On this day, Miss Clawdy is indeed resting, waiting for a special part to be shipped in to get her up and going again. And the brochure's promise couldn't be truer. As the modern cousin begins to roll away from Blues City Café at Second and Beale Street, the show starts and Jones is on.
"Born in the same hospital where Elvis Presley died," as he explains, Jones is a native Memphian who performed for the first time in public at the age of 12 on Beale Street. Music and his love of Memphis have been two of the main motivators in his life and it shows in the almost-over-the-top enthusiasm he exudes on the tour. Starting off with Elvis' "Walk a Mile in My Shoes," with the riders already singing along, clapping, and snapping photos of him, he never stops talking, singing, cracking jokes, and working in bits of trivia that most Memphians likely don't know. "You see that school right there?" he asks when the bus stops in front of Immaculate Conception on Central. "Right there is where Priscilla Presley graduated from high school." He explains that she was adamant about Elvis not attending her graduation because it would have become a circus, and then tells his captive audience, "so when the graduation was over and Priscilla walked out, there was Elvis with his limousine surrounded by nuns!"

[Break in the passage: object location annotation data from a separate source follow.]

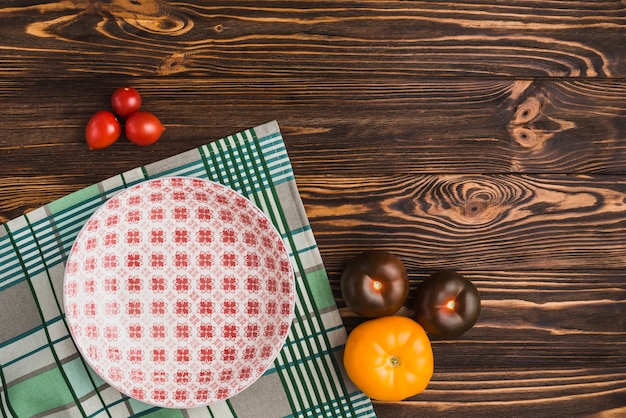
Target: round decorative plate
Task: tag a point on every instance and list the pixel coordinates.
(179, 292)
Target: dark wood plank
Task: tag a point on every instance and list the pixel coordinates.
(315, 38)
(489, 137)
(333, 127)
(489, 222)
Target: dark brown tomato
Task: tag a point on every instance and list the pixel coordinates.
(374, 284)
(447, 304)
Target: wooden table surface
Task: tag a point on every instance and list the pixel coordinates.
(487, 137)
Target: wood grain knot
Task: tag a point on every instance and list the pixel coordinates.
(175, 63)
(531, 128)
(473, 201)
(152, 16)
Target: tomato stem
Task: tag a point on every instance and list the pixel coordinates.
(394, 361)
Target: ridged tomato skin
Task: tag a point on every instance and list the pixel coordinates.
(389, 358)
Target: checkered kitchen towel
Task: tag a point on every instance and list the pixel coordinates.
(41, 371)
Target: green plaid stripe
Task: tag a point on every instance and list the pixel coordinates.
(41, 372)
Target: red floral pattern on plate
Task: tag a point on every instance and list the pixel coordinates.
(179, 292)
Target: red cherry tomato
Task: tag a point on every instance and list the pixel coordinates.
(143, 128)
(102, 130)
(125, 101)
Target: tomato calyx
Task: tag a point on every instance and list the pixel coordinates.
(447, 304)
(395, 361)
(374, 284)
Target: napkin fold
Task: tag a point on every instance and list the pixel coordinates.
(41, 371)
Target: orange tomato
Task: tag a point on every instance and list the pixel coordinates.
(389, 358)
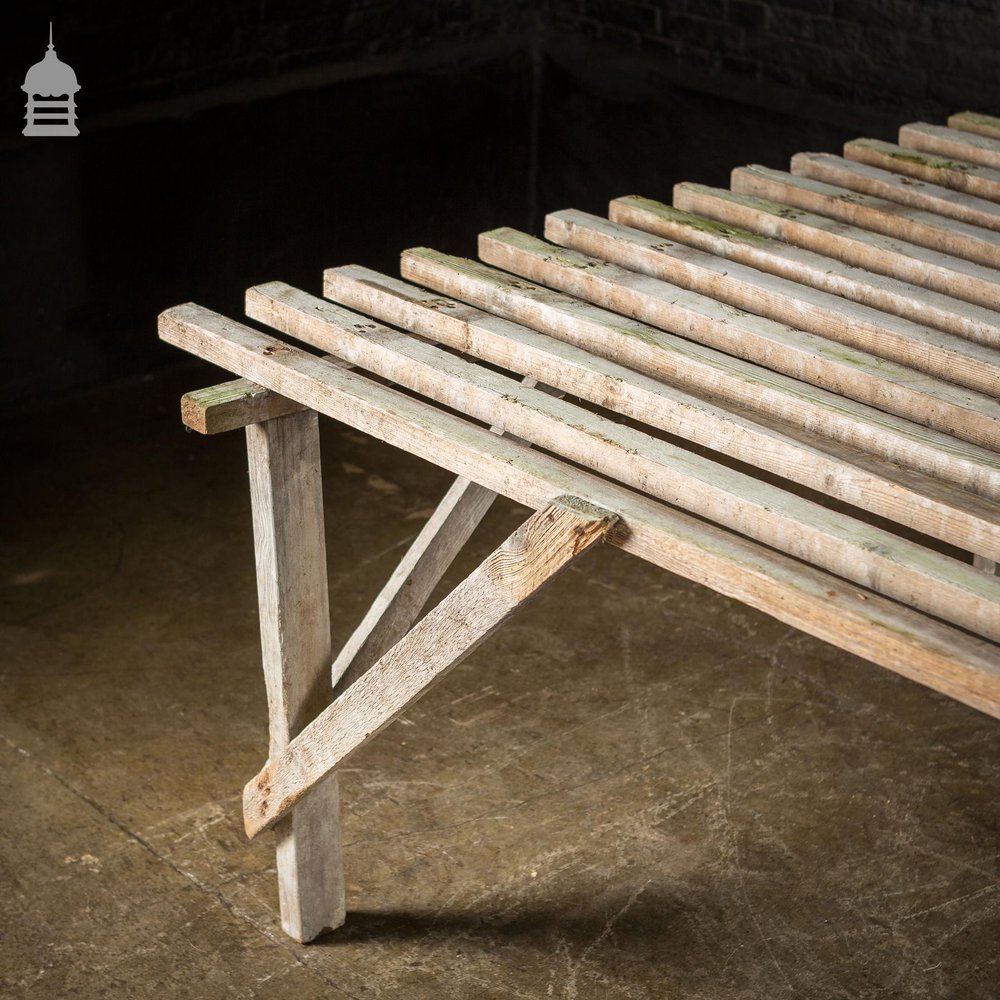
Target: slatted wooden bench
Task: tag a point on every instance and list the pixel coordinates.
(809, 365)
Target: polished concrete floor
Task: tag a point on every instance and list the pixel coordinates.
(635, 789)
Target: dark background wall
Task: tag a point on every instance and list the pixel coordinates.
(227, 144)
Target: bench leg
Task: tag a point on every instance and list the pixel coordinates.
(287, 499)
(986, 565)
(513, 573)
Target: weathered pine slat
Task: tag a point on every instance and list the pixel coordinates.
(772, 256)
(287, 501)
(982, 246)
(512, 574)
(920, 502)
(230, 405)
(849, 372)
(822, 313)
(685, 364)
(971, 121)
(801, 596)
(856, 551)
(876, 253)
(897, 187)
(983, 182)
(943, 141)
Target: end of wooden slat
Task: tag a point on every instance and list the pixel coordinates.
(973, 121)
(231, 405)
(595, 522)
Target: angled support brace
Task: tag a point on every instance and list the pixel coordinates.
(404, 595)
(528, 559)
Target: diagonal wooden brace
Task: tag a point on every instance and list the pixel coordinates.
(509, 576)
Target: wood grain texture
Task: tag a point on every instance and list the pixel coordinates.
(853, 245)
(860, 552)
(922, 503)
(848, 373)
(509, 576)
(926, 229)
(685, 364)
(772, 256)
(897, 187)
(876, 628)
(824, 314)
(943, 141)
(972, 121)
(405, 593)
(959, 175)
(230, 405)
(287, 503)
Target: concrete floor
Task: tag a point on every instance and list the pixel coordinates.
(635, 789)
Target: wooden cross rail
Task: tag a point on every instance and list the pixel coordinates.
(811, 366)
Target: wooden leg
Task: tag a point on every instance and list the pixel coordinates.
(546, 542)
(287, 499)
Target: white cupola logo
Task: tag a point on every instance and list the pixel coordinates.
(51, 88)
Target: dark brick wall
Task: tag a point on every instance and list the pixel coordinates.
(935, 55)
(128, 53)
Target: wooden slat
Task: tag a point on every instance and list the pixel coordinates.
(849, 372)
(832, 469)
(851, 244)
(900, 298)
(230, 405)
(951, 142)
(688, 365)
(982, 246)
(898, 188)
(287, 500)
(971, 121)
(881, 630)
(510, 576)
(956, 174)
(860, 552)
(822, 313)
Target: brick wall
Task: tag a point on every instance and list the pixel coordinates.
(936, 55)
(932, 55)
(127, 53)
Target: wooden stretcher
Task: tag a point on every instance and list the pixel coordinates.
(809, 365)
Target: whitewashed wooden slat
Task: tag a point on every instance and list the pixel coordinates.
(981, 246)
(850, 373)
(960, 175)
(897, 187)
(691, 366)
(885, 632)
(874, 252)
(921, 503)
(231, 405)
(860, 552)
(883, 335)
(951, 315)
(964, 145)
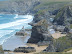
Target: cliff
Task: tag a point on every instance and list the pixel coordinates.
(64, 15)
(17, 6)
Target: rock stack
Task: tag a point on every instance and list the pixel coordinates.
(21, 32)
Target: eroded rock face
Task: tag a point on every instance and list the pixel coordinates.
(64, 15)
(39, 31)
(25, 49)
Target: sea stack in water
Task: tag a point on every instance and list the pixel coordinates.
(39, 31)
(21, 32)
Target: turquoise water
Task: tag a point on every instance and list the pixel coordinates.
(9, 24)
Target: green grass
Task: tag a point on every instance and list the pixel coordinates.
(50, 2)
(53, 53)
(68, 49)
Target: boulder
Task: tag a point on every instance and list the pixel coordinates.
(21, 32)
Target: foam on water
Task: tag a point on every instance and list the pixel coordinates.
(4, 32)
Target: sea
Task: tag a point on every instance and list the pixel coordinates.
(11, 23)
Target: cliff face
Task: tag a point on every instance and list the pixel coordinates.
(18, 6)
(39, 30)
(64, 15)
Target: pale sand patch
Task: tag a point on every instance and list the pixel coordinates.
(58, 35)
(38, 49)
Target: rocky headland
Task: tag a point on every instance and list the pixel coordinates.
(49, 18)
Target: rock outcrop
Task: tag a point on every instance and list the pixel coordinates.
(21, 32)
(39, 30)
(17, 6)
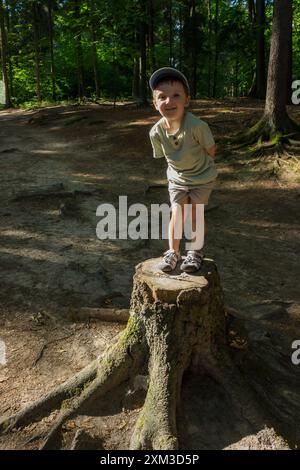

And for all of his quips and jokes (he loves to talk about imaginary Tennessee ground monkeys taking tourists' wallets, and peppers his tour with dumb elephant jokes), he is also reverent at times, particularly when talking about how the death of Elvis' mother changed the singer so much and about the death of Dr. Martin Luther King, when the bus eases by the National Civil Rights Museum.
This "Hound Dog Tour" is just one in a group that Backbeat Tours offers. While it covers other artists, including Johnny Cash and Carl Perkins, and makes a stop at Sun Studio, their "Big Muddy Blues to Superfly Soul" tour includes the Stax Museum of American Soul Music, the street where Aretha Franklin was born, and Royal Studios, where producer Willie Mitchell turned Al Green into a superstar. Other tours visit gospel churches, homes of the stars, Graceland, and other locations of interest.
Patton says he will soon add more tours to the schedule. In the meantime, Memphis Jones is there to entertain you -- and to make sure the Tennessee ground monkeys don't get in your way.